2020 IEEE Darlington Award of Transactions on Circuits and Systems (TCAS-I) to F. Conti, L. Benini and D. Rossi

Francesco Conti (first author), Luca Benini and Davide Rossi have received the 2020 Darlington Award for the paper: An IoT Endpoint System-on-Chip for Secure and Energy-Efficient Near-Sensor Analytics

Published on 20 November 2020 | Award

2020 Darlington Award of IEEE CAS Society

The paper is the result of a partnership of University of Bologna, Integrated Systems Laboratory of ETH Zürich, Graz University of Technology.

"An IoT Endpoint System-on-Chip for Secure and Energy-Efficient Near-Sensor Analytics" IEEE Transactions on Circuits and Systems I: Regular Papers (Volume 64, Issue 9, Sept. 2017)

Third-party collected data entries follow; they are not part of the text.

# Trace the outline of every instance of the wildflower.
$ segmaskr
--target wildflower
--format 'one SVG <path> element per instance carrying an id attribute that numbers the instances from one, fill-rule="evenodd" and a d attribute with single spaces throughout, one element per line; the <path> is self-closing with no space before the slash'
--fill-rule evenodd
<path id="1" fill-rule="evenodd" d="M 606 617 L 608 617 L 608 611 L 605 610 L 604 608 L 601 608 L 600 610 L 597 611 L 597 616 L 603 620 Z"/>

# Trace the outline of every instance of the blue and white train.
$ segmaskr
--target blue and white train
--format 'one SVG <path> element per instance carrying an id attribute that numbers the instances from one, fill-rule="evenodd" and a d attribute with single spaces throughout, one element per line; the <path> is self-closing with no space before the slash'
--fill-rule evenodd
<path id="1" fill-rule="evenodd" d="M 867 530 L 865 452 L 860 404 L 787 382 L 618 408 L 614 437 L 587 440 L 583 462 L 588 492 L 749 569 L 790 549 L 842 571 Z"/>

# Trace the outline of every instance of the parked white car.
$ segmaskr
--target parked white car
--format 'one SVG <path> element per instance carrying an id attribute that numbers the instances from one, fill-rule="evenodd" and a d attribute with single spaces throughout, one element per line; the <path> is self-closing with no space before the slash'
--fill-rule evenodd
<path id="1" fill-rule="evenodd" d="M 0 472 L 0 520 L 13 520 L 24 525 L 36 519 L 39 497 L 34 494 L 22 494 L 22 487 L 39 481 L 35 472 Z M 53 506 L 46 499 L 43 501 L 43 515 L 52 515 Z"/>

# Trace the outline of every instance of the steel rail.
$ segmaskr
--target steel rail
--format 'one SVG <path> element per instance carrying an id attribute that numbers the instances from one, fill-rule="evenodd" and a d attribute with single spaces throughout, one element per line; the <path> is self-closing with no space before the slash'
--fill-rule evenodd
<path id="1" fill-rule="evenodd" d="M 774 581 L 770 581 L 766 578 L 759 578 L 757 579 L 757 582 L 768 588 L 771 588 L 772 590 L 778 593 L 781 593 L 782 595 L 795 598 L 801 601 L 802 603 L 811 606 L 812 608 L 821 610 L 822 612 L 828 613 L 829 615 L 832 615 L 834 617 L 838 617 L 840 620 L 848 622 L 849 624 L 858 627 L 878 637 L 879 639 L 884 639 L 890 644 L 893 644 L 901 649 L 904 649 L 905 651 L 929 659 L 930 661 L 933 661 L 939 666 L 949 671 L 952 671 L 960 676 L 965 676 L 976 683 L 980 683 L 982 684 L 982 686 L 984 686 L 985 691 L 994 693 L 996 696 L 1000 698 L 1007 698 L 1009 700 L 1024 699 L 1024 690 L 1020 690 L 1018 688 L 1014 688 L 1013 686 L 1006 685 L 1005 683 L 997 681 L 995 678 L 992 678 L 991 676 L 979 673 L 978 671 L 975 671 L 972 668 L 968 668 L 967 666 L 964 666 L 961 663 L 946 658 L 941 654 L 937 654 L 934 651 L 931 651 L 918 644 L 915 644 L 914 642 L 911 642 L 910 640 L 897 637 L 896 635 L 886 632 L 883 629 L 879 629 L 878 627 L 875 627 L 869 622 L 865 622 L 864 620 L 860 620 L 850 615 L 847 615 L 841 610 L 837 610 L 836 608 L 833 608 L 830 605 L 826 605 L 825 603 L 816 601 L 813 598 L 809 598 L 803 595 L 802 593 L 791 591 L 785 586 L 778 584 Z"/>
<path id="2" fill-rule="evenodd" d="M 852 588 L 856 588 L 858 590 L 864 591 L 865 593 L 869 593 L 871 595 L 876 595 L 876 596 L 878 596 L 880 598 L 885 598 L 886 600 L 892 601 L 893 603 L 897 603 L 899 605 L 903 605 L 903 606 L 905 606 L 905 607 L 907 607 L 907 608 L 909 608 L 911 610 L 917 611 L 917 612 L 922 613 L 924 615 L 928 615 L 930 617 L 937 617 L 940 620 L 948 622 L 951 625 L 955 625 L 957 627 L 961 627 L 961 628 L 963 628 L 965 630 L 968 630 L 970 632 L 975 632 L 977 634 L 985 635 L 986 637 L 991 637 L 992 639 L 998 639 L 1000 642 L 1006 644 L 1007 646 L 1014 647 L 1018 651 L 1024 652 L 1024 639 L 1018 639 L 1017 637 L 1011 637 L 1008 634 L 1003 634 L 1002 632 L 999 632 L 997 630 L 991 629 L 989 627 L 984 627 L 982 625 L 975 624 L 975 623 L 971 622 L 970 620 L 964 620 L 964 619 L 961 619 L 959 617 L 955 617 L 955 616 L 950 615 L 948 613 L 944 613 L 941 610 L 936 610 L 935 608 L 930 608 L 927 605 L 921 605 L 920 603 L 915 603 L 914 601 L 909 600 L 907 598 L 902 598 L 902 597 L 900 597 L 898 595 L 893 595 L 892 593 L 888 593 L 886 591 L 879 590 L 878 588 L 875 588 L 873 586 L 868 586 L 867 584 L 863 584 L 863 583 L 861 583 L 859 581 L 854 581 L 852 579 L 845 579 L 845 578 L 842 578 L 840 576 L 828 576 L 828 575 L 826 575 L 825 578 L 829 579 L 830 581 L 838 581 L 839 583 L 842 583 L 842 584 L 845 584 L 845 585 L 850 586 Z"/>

Authors: Francesco Conti, Robert Schilling, Pasquale Davide Schiavone, Antoni Pullini, Davide Rossi, Frank K. Gürkaynak, Michael Muehlberghuber, Michael Gautschi, Igor Loi, Germain Haugou, Stefan Mangard, Luca Benini.

Abstract:

Near-sensor data analytics is a promising direction for internet-of-things endpoints, as it minimizes energy spent on communication and reduces network load - but it also poses security concerns, as valuable data are stored or sent over the network at various stages of the analytics pipeline. Using encryption to protect sensitive data at the boundary of the on-chip analytics engine is a way to address data security issues. To cope with the combined workload of analytics and encryption in a tight power envelope, we propose Fulmine, a system-on-chip (SoC) based on a tightly-coupled multi-core cluster augmented with specialized blocks for compute-intensive data processing and encryption functions, supporting software programmability for regular computing tasks. The Fulmine SoC, fabricated in 65-nm technology, consumes less than 20mW on average at 0.8V achieving an efficiency of up to 70pJ/B in encryption, 50pJ/px in convolution, or up to 25MIPS/mW in software. As a strong argument for real-life flexible application of our platform, we show experimental results for three secure analytics use cases: secure autonomous aerial surveillance with a state-of-the-art deep convolutional neural network (CNN) consuming 3.16pJ per equivalent reduced instruction set computer operation, local CNN-based face detection with secured remote recognition in 5.74pJ/op, and seizure detection with encrypted data collection from electroencephalogram within 12.7pJ/op.